With protests exploding on college campuses across the United States, the presence of institutional racism has been in the national spotlight over the past few weeks. Last Friday, around 200 Colby students and faculty members—many dressed in black clothing—amassed on the steps of Miller Library to express their solidarity with the protestors. While the event was short—one participant said the duration lasted all of ten minutes—the message was clear: Colby students were ready to assist their peers, both on campus and nationally, in fighting against institutional racism, discrimination, and insensitivity.


The event, which was organized by Marnay Avant ’18 and Jasmyn Davis ’17 and sponsored by SOBHU, SGA, and PCB, consisted of a short statement by the organizers and a photo of the members of the community behind a large banner reading “Colby College stands with Mizzou.” Davis, who is the Secretary of PCB, said that the impetus for the event came about when “[Avant and I] saw how many other campuses were coming together to show their support to students fighting institutional racism, and we wanted Colby to have the chance to do the same.”

While the main banner only explicitly referred to the recent tumult at the University of Missouri, Davis and Avant worked to show solidarity with all discriminated students while also educating the campus community. “We wanted to recognize that the events happening at Mizzou, Bowdoin, Yale, Ithaca, and other schools were not isolated incidents, and that as members of the Colby community, we have an opportunity every day to encourage discourse on issues happening outside the ‘Colby bubble,’” Davis said.
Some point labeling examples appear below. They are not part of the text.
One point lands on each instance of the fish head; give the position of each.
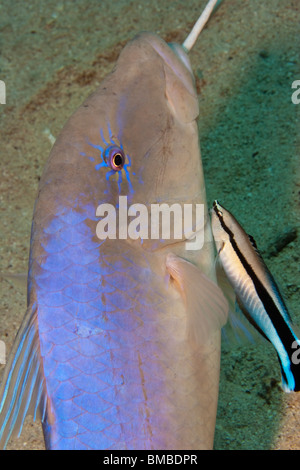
(135, 136)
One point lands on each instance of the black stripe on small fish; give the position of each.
(286, 336)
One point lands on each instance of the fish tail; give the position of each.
(290, 365)
(22, 390)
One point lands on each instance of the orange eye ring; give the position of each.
(115, 157)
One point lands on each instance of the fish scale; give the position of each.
(85, 357)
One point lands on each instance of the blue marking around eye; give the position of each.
(104, 164)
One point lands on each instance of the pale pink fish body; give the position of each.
(120, 347)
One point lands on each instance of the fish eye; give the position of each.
(115, 157)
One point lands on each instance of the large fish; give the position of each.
(120, 345)
(257, 292)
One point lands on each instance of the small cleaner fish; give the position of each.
(257, 293)
(120, 345)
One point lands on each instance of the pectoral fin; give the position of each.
(207, 308)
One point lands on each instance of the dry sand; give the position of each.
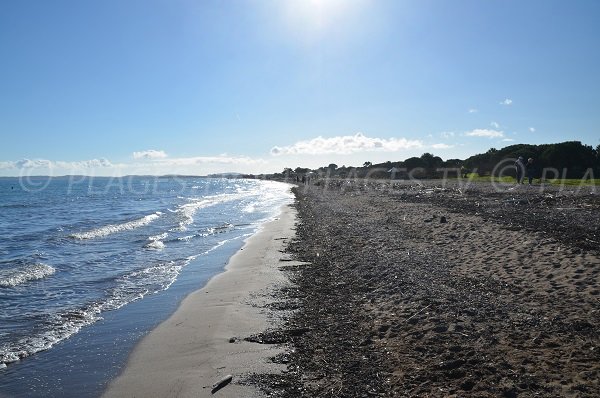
(434, 290)
(189, 352)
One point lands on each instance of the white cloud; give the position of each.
(150, 154)
(49, 164)
(198, 160)
(345, 145)
(442, 146)
(485, 133)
In addition, Avant and Davis saw eerie similarities between these schools and Colby. “The recent protests on college campuses reminded us of the problems we face at Colby; just last semester, black students at Colby received nasty, racist Yik Yak responses after a SOBHU-led protest. Students at Mizzou and other schools were also attacked on Yik Yak, and some even received death threats, so we saw an unfortunate common theme in how backlash can unfold,” Davis said.
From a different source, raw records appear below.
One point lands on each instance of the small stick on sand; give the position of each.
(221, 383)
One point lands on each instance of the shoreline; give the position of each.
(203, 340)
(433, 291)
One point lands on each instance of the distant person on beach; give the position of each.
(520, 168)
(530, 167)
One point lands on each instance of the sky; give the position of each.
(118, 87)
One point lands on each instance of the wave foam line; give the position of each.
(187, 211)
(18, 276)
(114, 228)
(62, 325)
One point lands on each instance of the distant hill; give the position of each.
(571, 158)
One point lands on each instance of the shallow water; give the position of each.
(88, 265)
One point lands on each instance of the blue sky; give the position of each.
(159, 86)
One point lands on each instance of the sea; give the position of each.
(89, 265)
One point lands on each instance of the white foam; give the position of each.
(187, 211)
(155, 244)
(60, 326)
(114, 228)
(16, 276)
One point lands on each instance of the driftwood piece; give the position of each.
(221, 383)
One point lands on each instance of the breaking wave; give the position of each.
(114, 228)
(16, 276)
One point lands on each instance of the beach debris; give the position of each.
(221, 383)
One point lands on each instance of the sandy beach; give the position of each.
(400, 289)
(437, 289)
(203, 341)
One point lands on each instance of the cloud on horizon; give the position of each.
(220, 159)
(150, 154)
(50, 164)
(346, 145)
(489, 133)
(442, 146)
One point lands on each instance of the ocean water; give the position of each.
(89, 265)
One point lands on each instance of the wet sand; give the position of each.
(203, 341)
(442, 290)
After the solidarity event, SGA, PCB, SOBHU, and the Pugh Center hosted an event “Dialogue and Dessert: Student Activism in the 21st Century” in Page this past Monday. Avant and Davis organized this event as another way to facilitate conversation. Davis noted, “We did not want the sense of collective solidarity to end after we took the group photo on Friday afternoon; the purpose of dialogue and dessert event was to continue the conversation.”
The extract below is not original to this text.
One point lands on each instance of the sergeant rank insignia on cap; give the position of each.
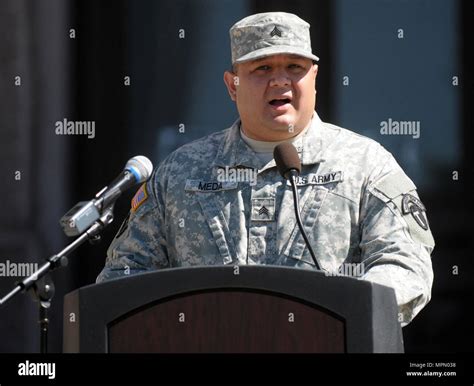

While many other colleges across the country have turned to organizing protests, Davis said unequivocally that “neither PCB, nor SOBHU, are planning a protest.” In spite of this, Davis hoped that “students, faculty, and staff [will] engage in critical conversations surrounding diversity and inclusion on this campus.”

Following the events, the organizers were pleased by the turnout. Davis said, “It was great to see people from so many different backgrounds gathering together for this moment together.” William Whitney ’16, who attended the event, felt the large presence also had broad, positive implications. “I was impressed by both the crowd and the progress it signifies we’ve made since the Yik Yak incident.” However, there is still work to be done. Davis concluded, “I hope that those who attended the solidarity event on Friday will continue to engage in dialogue with others on issues surrounding not only race, but class, gender, sexuality, ability, and other identities.”